We suffer today in New York City from Robert Moses’s lack of vision. He came of age in the era of the car, but the problem was he was driven everywhere by a chauffeur in a large black limousine. Moses never had to commute a day in his life driving himself.
This lack of empathy for commuters and his fixation on cars led him to push roads, parkways, and bridge projects everywhere he could. As a result, to this day in New York City we have traffic everywhere. We lack the beautiful pedestrian-only boulevards of European capitals.
Only now are there finally plans to expand Manhattan’s 5th Avenue to make it more suitable for pedestrians (we probably won’t see it completed for a decade or more). Only a handful of new subway lines have been completed in recent decades, with major technological and logistical challenges for the Metropolitan Transportation Authority to overcome.
The New York City subway is outdated. It doesn’t help it was largely neglected during Moses’s reign — a time when Moses pushed car-centric projects without any democratic checks on his decision-making.
Robert Moses is the perfect example of the dangers posed by unelected bureaucrats. Especially those who crave power and believe the ends justify the means. It’s a reminder today that we need checks to ensure another Robert Moses cannot rise and rule in such an unchecked manner again.

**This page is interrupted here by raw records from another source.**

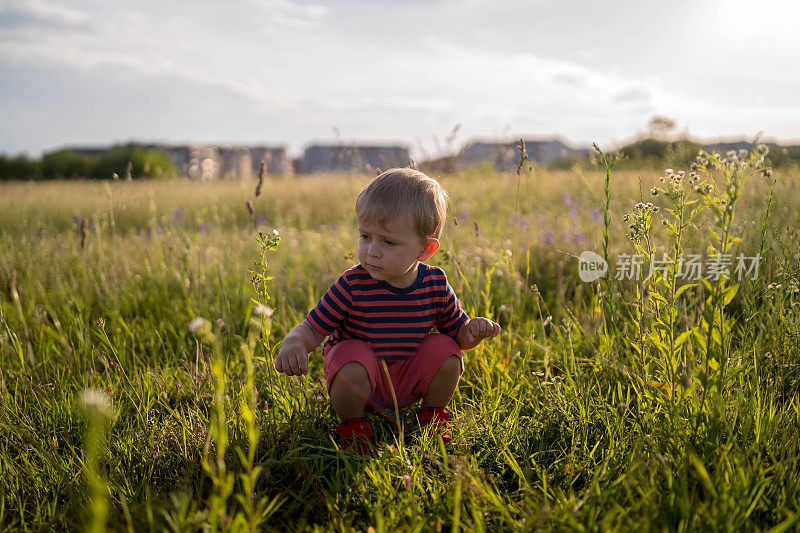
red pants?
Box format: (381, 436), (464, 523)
(323, 333), (463, 410)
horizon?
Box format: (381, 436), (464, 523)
(34, 132), (800, 162)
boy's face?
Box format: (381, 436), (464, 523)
(357, 215), (438, 288)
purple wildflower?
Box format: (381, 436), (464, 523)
(569, 209), (578, 218)
(563, 192), (572, 206)
(590, 208), (600, 222)
(544, 230), (554, 245)
(172, 208), (183, 224)
(197, 223), (209, 233)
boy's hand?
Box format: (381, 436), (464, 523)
(457, 317), (501, 349)
(274, 342), (310, 376)
(273, 320), (324, 377)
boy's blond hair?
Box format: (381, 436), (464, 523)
(356, 168), (449, 239)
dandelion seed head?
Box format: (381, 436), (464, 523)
(253, 304), (274, 317)
(188, 317), (209, 333)
(81, 388), (115, 419)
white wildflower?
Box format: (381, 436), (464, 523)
(80, 388), (115, 419)
(253, 304), (274, 317)
(188, 317), (209, 333)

Now after reading The Power Broker, whenever I’m driving over the Triborough Bridge or on any of the other arteries Moses was responsible for searing into the skin of New York City, I’m reminded that there’s little worse than an autocrat without vision. He was able to force his ideas upon an entire city and state without any checks. We still live with these ideas today.
‘The Power Broker’ is still a crucial text for understanding cities, urban development, and power
Robert Caro has done a few interviews to commemorate and celebrate the 50th anniversary of his seminal book (he won the Pulitzer Prize for it in 1975). In an interview with The New York Times, he mentioned how politicians and government officials to this day still talk to him about reading it. Anyone interested in power probably faithfully reads the book, too.
My one big criticism of this 1,000+ page book on Robert Moses and New York is that it wasn’t long enough. There were so many little anecdotes that may have warranted separate books unto themselves. Like Moses’s tumultuous relationship with FDR. How he originally designed Jones Beach on Long Island to be segregated. The list goes on.
Each episode that fit into the entire narrative was so fascinating, so jaw-dropping, and so crazy to think it was real that I only wanted to read more. How could someone wield the power to control mayors, governors, and even presidents from some unelected office at the Triborough Bridge and Tunnel Authority?
The levers of power pulled by Robert Moses will be studied by generations to come. Unfortunately for my fellow New Yorkers and anyone who visits our great city, you’ll probably have to deal with the massive parkways and expressways that divide her for the rest of your lives, too.
All thanks to one man: Robert Moses.